The second category is marketed single-drug-loaded guided tissue regeneration membranes,Single-drug loading (antibacterial or pro-regenerative) is incorporated onto a base membrane material. A typical example is the drug-loaded electrospun guided tissue regeneration membrane, which uses natural halloysite nanotubes (HNTs) as drug carriers to load the antibacterial agent polymyxin B (PMB), with gelatin and poly(racemic lactide-co-caprolactone) (P(DLLA-co-CL)) serving as the matrix materials. The composite nanofibrous membrane is fabricated via electrospinning technology.
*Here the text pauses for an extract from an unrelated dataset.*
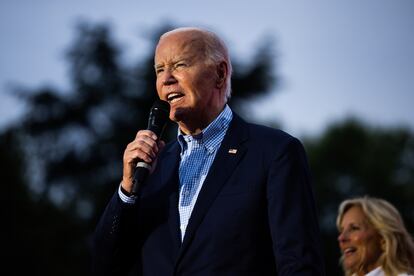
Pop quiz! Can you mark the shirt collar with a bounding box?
[177,104,233,153]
This approach not only leverages HNTs to mitigate the burst release of drugs but also enhances biocompatibility through the biomimetic structure of electrospun fibers, currently demonstrating application potential in periodontal and bone tissue repair scenarios.
The third category is multifunctional guided tissue regeneration membranes under development,Multiple research institutions and enterprises, both domestically and internationally, are focusing on this field, with primary R&D directions centered on composite structure design and multi-drug loading. Some universities and companies have already launched related products under development. These products aim to integrate multiple functions and explore more comprehensive therapeutic solutions. Currently, most are in the laboratory R&D or early stages of clinical trials, with the potential to enrich the product portfolio and drive industry upgrades in the future.